Anna Neistat of Human Rights Watch, also speaking from Osh today, said some ethnic Uzbeks are still being targeted. Two ethnic Uzbeks “were beaten up, and another one who tried to leave his home was shot and injured. And a woman was beaten up and raped today," Neistat reports.

Osh, a city of some 220,000 and dubbed Kyrgyzstan's southern capital – was the scene of ethnic clashes between Kyrgyz and the city's sizable Uzbek minority in 1990, which left hundreds dead.

Kyrgyzstan's interim government, which came to power in April, has been struggling to assert power in the south, where support for the ousted President Kurmanbek Bakiev has been strongest.
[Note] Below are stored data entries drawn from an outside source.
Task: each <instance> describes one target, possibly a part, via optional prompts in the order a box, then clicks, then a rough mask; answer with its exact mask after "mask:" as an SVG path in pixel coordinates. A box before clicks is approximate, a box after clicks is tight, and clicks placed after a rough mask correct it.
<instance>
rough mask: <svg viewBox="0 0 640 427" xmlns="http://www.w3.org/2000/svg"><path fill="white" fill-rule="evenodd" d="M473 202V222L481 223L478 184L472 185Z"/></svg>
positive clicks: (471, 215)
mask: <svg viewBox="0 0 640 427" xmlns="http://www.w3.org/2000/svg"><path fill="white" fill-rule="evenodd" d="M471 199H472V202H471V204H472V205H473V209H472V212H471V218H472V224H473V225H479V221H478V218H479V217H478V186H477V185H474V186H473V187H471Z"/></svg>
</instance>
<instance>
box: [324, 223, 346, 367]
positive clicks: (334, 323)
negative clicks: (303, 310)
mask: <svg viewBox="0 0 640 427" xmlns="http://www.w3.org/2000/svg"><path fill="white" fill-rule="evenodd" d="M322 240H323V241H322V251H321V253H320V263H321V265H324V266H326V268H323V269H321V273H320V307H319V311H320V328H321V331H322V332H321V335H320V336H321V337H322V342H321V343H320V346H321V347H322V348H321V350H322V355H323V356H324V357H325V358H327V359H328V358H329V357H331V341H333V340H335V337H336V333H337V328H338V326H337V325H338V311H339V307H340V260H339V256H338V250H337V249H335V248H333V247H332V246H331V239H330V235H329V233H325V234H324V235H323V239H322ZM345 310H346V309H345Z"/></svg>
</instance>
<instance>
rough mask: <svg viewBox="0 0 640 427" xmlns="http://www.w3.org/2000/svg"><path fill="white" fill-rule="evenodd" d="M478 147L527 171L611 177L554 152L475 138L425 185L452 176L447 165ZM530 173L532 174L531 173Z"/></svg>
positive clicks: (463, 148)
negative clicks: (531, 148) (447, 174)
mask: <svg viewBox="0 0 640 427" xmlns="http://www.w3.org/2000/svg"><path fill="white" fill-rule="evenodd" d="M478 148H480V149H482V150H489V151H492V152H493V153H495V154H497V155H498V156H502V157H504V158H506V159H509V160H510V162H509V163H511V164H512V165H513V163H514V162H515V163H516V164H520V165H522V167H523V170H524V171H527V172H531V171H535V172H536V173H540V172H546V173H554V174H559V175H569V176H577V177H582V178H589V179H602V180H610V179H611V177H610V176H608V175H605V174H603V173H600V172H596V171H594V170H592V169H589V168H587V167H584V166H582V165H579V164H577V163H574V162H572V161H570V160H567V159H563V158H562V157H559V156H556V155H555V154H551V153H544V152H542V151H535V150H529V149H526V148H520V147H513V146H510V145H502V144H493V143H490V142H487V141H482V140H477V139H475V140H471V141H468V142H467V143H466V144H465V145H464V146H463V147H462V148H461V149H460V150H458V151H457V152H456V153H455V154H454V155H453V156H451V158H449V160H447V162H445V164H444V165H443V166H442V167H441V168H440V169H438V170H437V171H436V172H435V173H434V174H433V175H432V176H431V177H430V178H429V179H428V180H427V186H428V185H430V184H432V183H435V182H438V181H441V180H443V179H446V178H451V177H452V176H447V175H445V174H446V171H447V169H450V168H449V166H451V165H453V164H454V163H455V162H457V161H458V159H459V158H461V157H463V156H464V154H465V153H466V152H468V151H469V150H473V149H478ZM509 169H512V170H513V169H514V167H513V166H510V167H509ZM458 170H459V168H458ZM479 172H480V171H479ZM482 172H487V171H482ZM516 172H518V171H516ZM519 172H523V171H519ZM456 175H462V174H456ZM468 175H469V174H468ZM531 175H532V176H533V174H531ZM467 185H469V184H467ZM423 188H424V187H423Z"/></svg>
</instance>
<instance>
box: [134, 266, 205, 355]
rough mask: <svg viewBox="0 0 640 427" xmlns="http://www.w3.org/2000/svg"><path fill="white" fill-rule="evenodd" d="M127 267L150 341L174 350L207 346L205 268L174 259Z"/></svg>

Bakiev's government was toppled in the aftermath of a popular uprising. Interim leaders accuse his supporters of fueling and financing the violence in the south, a claim Bakiev has repeatedly denied.

In Moscow today, the Russian-led Collective Security Treaty Organization (CSTO) said it will not deploy peacekeepers to Kyrgyzstan but it may send security "specialists" to track down those behind the clashes.

Kyrgyzstan's interim leader, Roza Otunbaeva, appealed last week to Russia for military assistance to bring the ethnic fighting in the south of the country under control.